The Court held that the Applicants were affected by the Regulation “only in their objective capacity as users of genetic resources or traditional knowledge associated with genetic resources … in the same manner as any other user coming within the scope of [the Regulation].” The Court said that there was no particular quality or fact which differentiated the Applicants as compared with any  other person coming within the scope of the Regulation. As such, the Applicants had no standing and the claims were dismissed without any consideration of the merits of the applications to annul. 

So what? 

Appeals to the Court of Justice of the EU against both decisions were lodged on 24 July 2015 (C-408/15 P and C-409/15 P). 

With the failure of the challenges at the General Court, and pending the outcome of the appeals, the potentially onerous obligations in the Regulation will come into force in their current form on 12 October 2015

From that date, all users and suppliers of genetic resources in the EU will have to comply. They will face some difficult issues, including:

  • compliance with legislation in countries of origin related to the access to genetic resources and/or traditional knowledge associated with genetic resources;
  • the difficulty of tracing the country of origin of genetic resources and conditions attached to their utilisation when resources are accessed through intermediaries;
  • increased development costs and related issues of benefit sharing and good governance. 

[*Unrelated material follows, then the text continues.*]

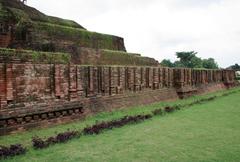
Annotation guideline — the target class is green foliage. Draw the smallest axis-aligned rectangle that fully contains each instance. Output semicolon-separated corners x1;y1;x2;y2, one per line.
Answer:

Public bodies which will be affected include universities or higher education institutions, public research institutes, botanic gardens and culture collection/cell banks. 

Industry sectors which rely on wild genetic resources include plant breeders/seed companies, horticulture and animal breeding, cosmetics, food and beverage, biocontrol and pharmaceuticals. Whilst only four large pharmaceutical companies maintain natural products programmes of any size, and have the capacity to undertake all facets of natural product drug discovery (Novartis, Pfizer, Merck and Sanofi-Aventis), natural products play a major role in the discovery by biotech companies and universities of lead molecules for drug development and hence affect innovation in the pharmaceutical sector through in-licensing or acquisition. 

There is currently significant disquiet in these public sector bodies and industry sectors about the administrative burden that the Regulation will impose on EU researchers. 

Further guidance from the Commission and from the national competent authorities designated under the Regulation (including the National Measurement and Regulation Office in the UK) is keenly awaited, as affected parties work out how to comply. 

Meanwhile, the USA has not signed up to the Nagoya Protocol. This means that researchers in the USA will be able to ignore its requirements completely (though any EU research facilities of US-based multinationals will still have to comply).